Koala (コアラ, Koara) is a koala-themed Chimera Ant who was a soldier in Meleoron's squad. In his former human life, Koala was a professional hitman, a profession that he continued after being reborn as a Chimera Ant. He typically kills his victims by shooting them in the head. In the aftermath of Meruem's death, he comes into contact with Kite, now a Chimera Ant as well. Koala explains how Kite looks exactly like a red-haired girl that he killed out of mercy.

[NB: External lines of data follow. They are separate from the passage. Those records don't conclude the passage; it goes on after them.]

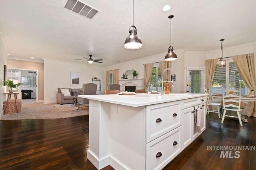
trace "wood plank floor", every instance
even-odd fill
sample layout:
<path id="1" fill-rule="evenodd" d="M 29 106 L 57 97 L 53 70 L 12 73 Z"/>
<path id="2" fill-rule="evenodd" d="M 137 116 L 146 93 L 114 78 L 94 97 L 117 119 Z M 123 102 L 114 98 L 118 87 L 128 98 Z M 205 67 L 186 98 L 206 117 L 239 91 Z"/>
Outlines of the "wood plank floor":
<path id="1" fill-rule="evenodd" d="M 0 169 L 96 170 L 86 158 L 88 118 L 0 121 Z M 222 124 L 216 114 L 207 116 L 206 129 L 164 169 L 255 170 L 255 150 L 241 150 L 238 158 L 220 158 L 220 151 L 206 149 L 255 146 L 256 118 L 248 119 L 240 127 L 236 119 L 227 118 Z"/>

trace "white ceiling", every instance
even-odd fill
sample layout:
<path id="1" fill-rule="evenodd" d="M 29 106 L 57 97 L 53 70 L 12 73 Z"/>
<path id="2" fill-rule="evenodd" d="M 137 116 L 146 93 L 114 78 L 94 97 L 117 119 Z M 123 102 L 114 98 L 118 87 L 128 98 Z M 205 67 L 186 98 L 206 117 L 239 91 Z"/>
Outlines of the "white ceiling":
<path id="1" fill-rule="evenodd" d="M 81 62 L 74 59 L 92 54 L 104 59 L 97 65 L 106 66 L 167 52 L 171 14 L 174 49 L 218 49 L 222 38 L 224 47 L 256 41 L 255 0 L 135 0 L 134 25 L 143 47 L 134 50 L 123 47 L 132 0 L 82 1 L 100 11 L 92 20 L 64 8 L 66 0 L 0 0 L 0 29 L 11 56 Z M 166 4 L 172 8 L 164 12 Z"/>

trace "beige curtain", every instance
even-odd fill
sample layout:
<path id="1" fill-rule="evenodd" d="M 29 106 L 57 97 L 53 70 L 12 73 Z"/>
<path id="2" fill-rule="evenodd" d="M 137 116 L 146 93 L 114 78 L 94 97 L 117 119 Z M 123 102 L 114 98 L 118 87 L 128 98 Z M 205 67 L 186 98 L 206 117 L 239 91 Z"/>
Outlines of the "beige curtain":
<path id="1" fill-rule="evenodd" d="M 153 63 L 144 64 L 144 78 L 143 79 L 143 86 L 144 89 L 146 90 L 150 82 L 153 70 Z"/>
<path id="2" fill-rule="evenodd" d="M 106 71 L 106 88 L 108 88 L 108 85 L 109 83 L 109 78 L 110 77 L 110 71 Z"/>
<path id="3" fill-rule="evenodd" d="M 205 62 L 205 87 L 207 89 L 210 95 L 211 94 L 209 92 L 209 89 L 212 86 L 212 82 L 214 75 L 216 64 L 217 62 L 218 59 L 206 60 Z"/>
<path id="4" fill-rule="evenodd" d="M 118 79 L 118 69 L 116 69 L 113 70 L 113 82 L 114 84 L 118 84 L 118 82 L 117 80 Z"/>
<path id="5" fill-rule="evenodd" d="M 251 90 L 250 94 L 256 95 L 253 54 L 236 55 L 232 58 L 245 85 Z M 256 117 L 256 102 L 249 102 L 248 105 L 247 116 L 252 116 Z"/>
<path id="6" fill-rule="evenodd" d="M 164 70 L 166 68 L 171 68 L 171 63 L 170 61 L 161 61 L 159 62 L 159 66 L 160 67 L 160 71 L 161 72 L 161 76 L 163 76 L 163 72 Z M 171 70 L 168 70 L 164 72 L 164 81 L 166 81 L 167 79 L 168 79 L 168 81 L 171 80 L 171 75 L 172 72 Z M 170 83 L 170 82 L 169 82 Z M 166 83 L 164 83 L 164 85 Z M 170 86 L 172 86 L 172 84 L 170 84 Z"/>

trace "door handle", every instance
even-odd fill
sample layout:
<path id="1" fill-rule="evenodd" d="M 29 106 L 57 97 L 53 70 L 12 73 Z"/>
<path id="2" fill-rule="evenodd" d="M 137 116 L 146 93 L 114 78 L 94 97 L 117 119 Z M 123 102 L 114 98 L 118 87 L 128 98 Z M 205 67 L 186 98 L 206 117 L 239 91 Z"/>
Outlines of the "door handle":
<path id="1" fill-rule="evenodd" d="M 159 158 L 160 157 L 161 157 L 161 156 L 162 153 L 161 153 L 161 152 L 159 152 L 158 153 L 156 154 L 156 158 Z"/>
<path id="2" fill-rule="evenodd" d="M 160 118 L 158 118 L 156 120 L 156 123 L 159 123 L 159 122 L 161 122 L 161 121 L 162 121 L 162 119 Z"/>

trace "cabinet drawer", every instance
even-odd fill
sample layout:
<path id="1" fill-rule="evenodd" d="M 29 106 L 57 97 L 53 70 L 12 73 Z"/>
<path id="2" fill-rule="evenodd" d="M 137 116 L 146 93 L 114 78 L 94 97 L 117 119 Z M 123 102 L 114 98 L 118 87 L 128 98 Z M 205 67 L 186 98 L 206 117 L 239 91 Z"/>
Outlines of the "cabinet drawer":
<path id="1" fill-rule="evenodd" d="M 182 109 L 193 107 L 199 104 L 199 98 L 192 98 L 183 100 L 182 103 Z"/>
<path id="2" fill-rule="evenodd" d="M 146 107 L 146 143 L 181 125 L 181 104 L 174 102 Z"/>
<path id="3" fill-rule="evenodd" d="M 181 151 L 181 126 L 146 144 L 146 170 L 162 169 Z"/>

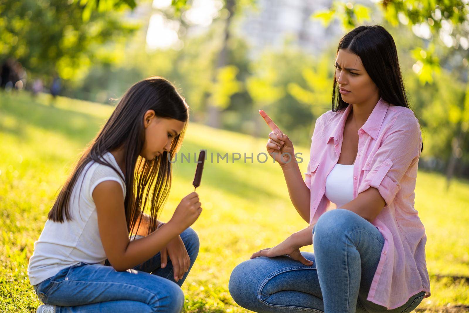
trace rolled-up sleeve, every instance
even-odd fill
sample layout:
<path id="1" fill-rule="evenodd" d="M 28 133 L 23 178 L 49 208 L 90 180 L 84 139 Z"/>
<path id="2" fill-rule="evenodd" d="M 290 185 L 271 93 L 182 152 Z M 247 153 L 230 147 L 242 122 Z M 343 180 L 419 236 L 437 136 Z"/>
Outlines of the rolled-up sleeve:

Feeling guilt for his actions, Kite demand that he live out the rest of his life with her as penance, which he accepts.

===Beyond Netero===
Beyond Netero (ビヨンド=ネテロ, Biyondo Netero) is Isaac Netero's son who took part in an expedition to the Dark Continents decades earlier, but after it ended in failure, his father forbade him from making another attempt as long as he lived. After Isaac's death, Beyond reveals himself to the public and enlists the support of King Hui Guo Rou of Kakin to assemble another expedition, facing fierce opposition from the world's five most powerful nations (known as the V5) that deem the Dark Continent a forsaken place. However, he makes a deal with the V5 and the Hunter Association, agreeing to continue the expedition under constant vigilance from the Zodiacs, with any discovery belonging to them. For the expedition, Beyond hired a group of Temp Hunters through Pariston, which Ging becomes the second-in-command of in name only.